Accurate uncertainty estimation for inertial odometry is the foundation to achieve optimal fusion in multi-sensor systems, such as visual or LiDAR inertial odometry. Prior studies often simplify the assumptions regarding the uncertainty of inertial measurements, presuming fixed covariance parameters and empirical IMU sensor models. However, the inherent physical limitations and non-linear characteristics of sensors are difficult to capture. Moreover, uncertainty may fluctuate based on sensor rates and motion modalities, leading to variations across different IMUs. To address these challenges, we formulate a learning-based method that not only encapsulate the non-linearities inherent to IMUs but also ensure the accurate propagation of covariance in a data-driven manner. We extend the PyPose library to enable differentiable batched IMU integration with covariance propagation on manifolds, leading to significant runtime speedup. To demonstrate our method's adaptability, we evaluate it on several benchmarks as well as a large-scale helicopter dataset spanning over 262 kilometers. The drift rate of the inertial odometry on these datasets is reduced by a factor of between 2.2 and 4 times. Our method lays the groundwork for advanced developments in inertial odometry.

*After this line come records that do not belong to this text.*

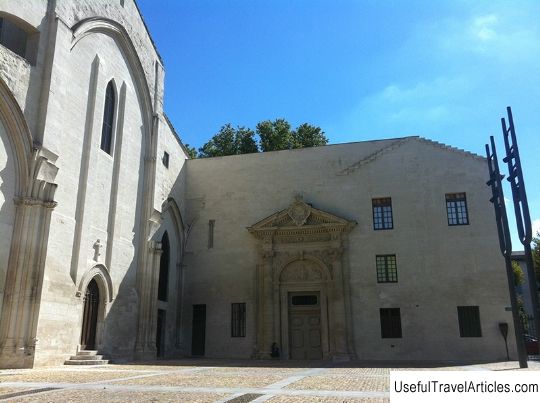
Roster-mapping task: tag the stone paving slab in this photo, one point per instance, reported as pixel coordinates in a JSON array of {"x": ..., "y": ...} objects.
[
  {"x": 202, "y": 380},
  {"x": 54, "y": 376},
  {"x": 321, "y": 382},
  {"x": 77, "y": 396},
  {"x": 317, "y": 399}
]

翻译：精确估计惯性里程计的不确定性是实现多传感器系统（如视觉或激光雷达惯性里程计）最优融合的基础。以往研究常简化惯性测量不确定性的假设，预设固定协方差参数和经验性IMU传感器模型。然而，传感器固有的物理限制和非线性特征难以捕捉。此外，不确定性可能因传感器速率和运动模态而波动，导致不同IMU之间存在差异。为应对这些挑战，我们提出一种基于学习的方法，不仅封装IMU固有的非线性特性，还确保以数据驱动方式精确传播协方差。我们扩展了PyPose库，使其支持在流形上带协方差传播的可微批处理IMU积分，从而显著提升运行速度。为展示方法的适应性，我们在多个基准测试以及覆盖262公里的大规模直升机数据集上进行评估。这些数据集上的惯性里程计漂移率降低了2.2倍到4倍。我们的方法为惯性里程计的先进发展奠定了基础。